You haven’t seen anything like this before. Nobody on Earth has.
Astronomers on Monday released the first batch of images taken by an enormous, skyward looking camera situated in the Chilean Andes, known as the Dark Energy Camera (DECam), which was designed to solve one of the greatest cosmic mysteries: Why the universe is expanding at an accelerating rate.
The first images aren’t expected address that question quite yet (that would be too easy), but the DECam’s larger mission should allow scientists to understand just how much dark energy makes up the universe, theorized to be about 73 to 75 percent.
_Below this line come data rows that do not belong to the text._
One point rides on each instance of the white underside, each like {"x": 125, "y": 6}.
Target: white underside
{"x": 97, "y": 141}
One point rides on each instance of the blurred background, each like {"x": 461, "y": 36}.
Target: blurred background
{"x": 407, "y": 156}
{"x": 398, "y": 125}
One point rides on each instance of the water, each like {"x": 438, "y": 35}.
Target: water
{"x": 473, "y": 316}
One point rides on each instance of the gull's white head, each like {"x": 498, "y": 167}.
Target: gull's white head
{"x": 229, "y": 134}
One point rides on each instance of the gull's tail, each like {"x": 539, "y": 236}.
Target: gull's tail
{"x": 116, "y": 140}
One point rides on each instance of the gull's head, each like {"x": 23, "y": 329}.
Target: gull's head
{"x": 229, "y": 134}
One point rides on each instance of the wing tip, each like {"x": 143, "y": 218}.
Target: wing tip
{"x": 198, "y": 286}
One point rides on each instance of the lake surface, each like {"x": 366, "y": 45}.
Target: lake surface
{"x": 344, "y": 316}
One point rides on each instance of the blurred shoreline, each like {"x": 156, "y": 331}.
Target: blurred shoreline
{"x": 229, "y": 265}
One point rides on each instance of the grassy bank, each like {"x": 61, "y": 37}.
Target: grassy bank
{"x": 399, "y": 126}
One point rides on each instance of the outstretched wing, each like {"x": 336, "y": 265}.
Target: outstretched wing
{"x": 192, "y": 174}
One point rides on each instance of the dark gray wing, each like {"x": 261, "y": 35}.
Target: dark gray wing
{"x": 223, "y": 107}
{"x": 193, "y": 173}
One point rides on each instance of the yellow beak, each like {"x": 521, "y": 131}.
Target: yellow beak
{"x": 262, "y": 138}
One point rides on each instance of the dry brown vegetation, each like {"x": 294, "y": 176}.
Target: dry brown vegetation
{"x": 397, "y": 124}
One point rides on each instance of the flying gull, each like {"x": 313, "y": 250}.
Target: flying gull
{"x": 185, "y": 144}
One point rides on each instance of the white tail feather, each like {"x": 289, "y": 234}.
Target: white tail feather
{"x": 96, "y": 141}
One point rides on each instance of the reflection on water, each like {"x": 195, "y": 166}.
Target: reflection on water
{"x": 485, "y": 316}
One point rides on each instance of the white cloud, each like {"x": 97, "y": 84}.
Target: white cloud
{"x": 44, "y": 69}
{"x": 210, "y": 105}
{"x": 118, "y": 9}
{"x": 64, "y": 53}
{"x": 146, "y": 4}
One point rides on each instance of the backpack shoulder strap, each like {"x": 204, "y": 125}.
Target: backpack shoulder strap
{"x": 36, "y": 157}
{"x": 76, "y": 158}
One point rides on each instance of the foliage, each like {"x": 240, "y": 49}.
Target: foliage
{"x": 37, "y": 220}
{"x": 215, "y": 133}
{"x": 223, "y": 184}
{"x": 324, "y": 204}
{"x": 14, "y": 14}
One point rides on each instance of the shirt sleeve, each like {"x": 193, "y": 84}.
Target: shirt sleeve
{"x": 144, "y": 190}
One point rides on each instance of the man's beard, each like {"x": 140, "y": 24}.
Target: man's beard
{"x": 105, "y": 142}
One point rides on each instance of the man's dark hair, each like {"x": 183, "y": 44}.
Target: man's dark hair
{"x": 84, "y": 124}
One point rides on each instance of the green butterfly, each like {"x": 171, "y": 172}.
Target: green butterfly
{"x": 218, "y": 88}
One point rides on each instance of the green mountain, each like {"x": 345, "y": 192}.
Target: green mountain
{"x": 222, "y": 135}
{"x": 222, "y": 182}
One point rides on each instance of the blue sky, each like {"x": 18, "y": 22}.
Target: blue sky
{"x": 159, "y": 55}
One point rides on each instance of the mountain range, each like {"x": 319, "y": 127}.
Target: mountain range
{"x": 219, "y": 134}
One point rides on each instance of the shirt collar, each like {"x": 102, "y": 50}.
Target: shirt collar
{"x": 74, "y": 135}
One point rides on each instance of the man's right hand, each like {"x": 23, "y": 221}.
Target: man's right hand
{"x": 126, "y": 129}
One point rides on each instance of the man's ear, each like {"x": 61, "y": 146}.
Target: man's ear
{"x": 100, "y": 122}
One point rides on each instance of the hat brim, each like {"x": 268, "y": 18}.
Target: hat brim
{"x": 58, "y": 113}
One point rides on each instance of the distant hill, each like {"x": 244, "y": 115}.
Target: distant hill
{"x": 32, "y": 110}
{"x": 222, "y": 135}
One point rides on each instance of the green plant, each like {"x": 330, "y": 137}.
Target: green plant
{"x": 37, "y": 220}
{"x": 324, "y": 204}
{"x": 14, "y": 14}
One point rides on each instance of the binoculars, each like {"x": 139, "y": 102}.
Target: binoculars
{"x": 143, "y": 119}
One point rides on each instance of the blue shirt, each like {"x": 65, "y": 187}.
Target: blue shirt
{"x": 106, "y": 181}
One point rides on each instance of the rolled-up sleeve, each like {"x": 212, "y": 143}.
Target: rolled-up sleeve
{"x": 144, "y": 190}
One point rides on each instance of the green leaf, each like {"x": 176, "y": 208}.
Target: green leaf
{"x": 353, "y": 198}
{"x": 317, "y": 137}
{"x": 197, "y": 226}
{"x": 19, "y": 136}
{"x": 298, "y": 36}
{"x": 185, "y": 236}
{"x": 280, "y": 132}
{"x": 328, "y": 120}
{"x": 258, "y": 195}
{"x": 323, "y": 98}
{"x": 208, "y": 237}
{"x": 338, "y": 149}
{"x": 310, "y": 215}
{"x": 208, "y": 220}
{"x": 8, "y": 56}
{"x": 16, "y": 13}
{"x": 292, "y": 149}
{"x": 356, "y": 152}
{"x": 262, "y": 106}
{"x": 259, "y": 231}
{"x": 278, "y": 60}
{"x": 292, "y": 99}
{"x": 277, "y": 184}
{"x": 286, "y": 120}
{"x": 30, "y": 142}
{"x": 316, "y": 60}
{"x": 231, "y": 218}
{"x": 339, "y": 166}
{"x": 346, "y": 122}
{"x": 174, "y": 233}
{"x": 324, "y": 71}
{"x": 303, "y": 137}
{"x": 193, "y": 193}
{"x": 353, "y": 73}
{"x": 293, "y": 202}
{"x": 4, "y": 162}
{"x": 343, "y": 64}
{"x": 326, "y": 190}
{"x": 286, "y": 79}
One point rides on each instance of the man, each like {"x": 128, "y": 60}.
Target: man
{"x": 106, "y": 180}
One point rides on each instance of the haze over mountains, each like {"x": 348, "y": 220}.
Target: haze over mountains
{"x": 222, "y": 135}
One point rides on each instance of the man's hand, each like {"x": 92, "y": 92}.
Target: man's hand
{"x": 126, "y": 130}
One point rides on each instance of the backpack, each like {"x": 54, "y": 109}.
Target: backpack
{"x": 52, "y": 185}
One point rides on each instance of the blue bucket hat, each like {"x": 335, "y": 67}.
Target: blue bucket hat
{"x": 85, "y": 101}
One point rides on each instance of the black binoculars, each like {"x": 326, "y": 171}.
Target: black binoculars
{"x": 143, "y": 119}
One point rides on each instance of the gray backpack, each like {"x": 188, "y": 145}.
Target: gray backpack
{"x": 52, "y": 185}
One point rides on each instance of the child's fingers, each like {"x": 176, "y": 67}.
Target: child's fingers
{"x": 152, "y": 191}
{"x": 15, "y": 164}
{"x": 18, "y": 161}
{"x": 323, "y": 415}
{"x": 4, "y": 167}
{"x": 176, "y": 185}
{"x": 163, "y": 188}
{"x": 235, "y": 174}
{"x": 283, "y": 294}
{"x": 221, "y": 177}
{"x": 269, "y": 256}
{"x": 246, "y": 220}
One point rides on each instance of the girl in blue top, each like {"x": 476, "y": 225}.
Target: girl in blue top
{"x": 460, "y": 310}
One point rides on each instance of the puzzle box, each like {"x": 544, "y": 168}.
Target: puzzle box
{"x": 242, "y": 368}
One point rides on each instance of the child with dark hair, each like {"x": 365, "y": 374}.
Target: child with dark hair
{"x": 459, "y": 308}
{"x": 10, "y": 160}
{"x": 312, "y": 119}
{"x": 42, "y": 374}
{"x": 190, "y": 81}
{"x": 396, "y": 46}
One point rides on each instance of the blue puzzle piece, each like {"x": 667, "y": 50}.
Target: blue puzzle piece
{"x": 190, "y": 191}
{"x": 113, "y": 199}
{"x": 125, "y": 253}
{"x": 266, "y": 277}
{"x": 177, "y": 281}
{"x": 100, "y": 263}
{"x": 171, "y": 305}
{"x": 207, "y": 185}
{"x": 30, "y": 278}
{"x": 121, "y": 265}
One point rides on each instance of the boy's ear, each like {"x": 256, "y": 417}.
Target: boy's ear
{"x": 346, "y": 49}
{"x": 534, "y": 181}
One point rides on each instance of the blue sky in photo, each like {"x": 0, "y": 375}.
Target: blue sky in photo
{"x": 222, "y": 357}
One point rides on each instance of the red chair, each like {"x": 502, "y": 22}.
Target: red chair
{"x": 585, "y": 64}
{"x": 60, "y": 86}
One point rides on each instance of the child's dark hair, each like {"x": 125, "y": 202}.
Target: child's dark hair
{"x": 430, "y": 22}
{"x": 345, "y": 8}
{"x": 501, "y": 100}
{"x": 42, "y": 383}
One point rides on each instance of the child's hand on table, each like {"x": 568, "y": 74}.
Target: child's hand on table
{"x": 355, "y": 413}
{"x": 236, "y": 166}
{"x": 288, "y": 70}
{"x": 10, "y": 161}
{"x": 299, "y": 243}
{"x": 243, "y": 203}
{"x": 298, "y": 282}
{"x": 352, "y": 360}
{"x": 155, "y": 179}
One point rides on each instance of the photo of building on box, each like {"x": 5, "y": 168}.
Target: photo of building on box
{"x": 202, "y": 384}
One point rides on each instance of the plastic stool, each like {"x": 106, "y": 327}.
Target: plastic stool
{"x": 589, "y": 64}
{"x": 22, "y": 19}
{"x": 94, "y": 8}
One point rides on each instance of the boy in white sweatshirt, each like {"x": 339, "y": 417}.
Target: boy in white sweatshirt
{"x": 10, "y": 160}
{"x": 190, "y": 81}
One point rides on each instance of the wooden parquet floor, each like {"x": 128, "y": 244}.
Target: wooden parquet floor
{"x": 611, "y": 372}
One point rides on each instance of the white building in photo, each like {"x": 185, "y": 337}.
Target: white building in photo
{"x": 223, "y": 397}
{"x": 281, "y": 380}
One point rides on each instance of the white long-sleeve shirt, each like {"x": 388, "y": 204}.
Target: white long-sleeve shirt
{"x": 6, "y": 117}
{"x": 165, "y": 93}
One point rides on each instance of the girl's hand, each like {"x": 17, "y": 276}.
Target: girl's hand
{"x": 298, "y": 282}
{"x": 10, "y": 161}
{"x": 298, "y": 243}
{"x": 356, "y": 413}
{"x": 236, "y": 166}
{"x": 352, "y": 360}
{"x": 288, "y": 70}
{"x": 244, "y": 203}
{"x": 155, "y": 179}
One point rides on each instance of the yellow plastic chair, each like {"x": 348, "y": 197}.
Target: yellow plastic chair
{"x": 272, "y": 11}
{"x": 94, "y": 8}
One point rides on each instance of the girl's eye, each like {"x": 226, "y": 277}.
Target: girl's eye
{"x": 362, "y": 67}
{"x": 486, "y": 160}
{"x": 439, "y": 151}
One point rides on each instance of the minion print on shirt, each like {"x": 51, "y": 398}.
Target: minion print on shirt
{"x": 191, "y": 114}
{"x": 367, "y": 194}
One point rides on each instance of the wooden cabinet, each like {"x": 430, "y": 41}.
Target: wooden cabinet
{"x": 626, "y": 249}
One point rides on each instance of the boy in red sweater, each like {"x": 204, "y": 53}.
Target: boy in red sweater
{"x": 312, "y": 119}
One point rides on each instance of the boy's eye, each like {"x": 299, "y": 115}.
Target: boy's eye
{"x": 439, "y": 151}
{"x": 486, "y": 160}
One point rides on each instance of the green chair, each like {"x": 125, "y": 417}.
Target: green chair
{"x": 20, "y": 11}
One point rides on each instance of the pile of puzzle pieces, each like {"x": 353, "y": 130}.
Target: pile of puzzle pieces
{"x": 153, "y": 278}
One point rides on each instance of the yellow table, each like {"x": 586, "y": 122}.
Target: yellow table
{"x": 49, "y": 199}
The answer would help explain why the expansion of the universe — everything moving away from everything else — is speeding up in defiance of gravity and Eistein’s Theory of General Relativity, which says it should be slowing down.
The 570-megapixel camera is undertaking a five year study of the cosmos, known as the Dark Energy Survey, which will occur over the next five years, involving 120 scientists from 23 institutions in five countries (the U.S., the U.K., Spain, Brazil, and Germany).
But the first batch of shots, taken on September 12 and released Monday, does reveal in new detail galaxies hundreds of thousands of light years away from Earth.
One series of DECam images provides a view of the Fornax galaxy cluster, found 60 million light years away in the constellation of the same name:
A zoomed-in view highlights the barreled spiral galaxy NGC 1365:
Another image series provides more detailed views of the Small Magellanic Cloud dwarf galaxy located some 200,000 light years from Earth in the constellation Tucana.
Another series of images focuses on the globular star cluster 47 Tucanae, or 47-Tuc, located some 17,000 light years from Earth:
“The achievement of first light through the Dark Energy Camera begins a significant new era in our exploration of the cosmic frontier,” said James Siegrist, associate director of science for high energy physics with the U.S. Department of Energy, in a statement published on the website of national laboratory Fermilab Monday.
The DECam, which BBC helpfully notes is about the size of a phone booth, was constructed at Fermilab, located in Batavia, Illinois, over an eight year period and mounted on the Blanco 4m telescope at the Cerro Tololo Inter-American Observatory (CTIO) in La Serena, Chile.
The camera contains five different lenses and 74 chips called charge-coupled devices, each of which has millions of pixels specifically designed to pick up redshifted light from distant galaxies and convert it to digital data, also providing the DECam and the widest field of view of any ground-based telescope run by the National Optical Astronomy Observatory, 2.2 degrees, or an area 20 times as large as the moon as seen from Earth.
Throughout the survey, the camera will cover a full eighth of the sky as seen from Earth, an area astronomers say contains 300 million galaxies, 100,000 galaxy clusters and 4,000 supernovae. DECam can detect light that is eight billion years old.
Each image captured by the DECam is 1 gigabyte in file size, and the instrument is expected to take 40 images every night during its five-year initial run, sending them to the National Center for Supercomputer Applications (NCSA) in Illinois for processing.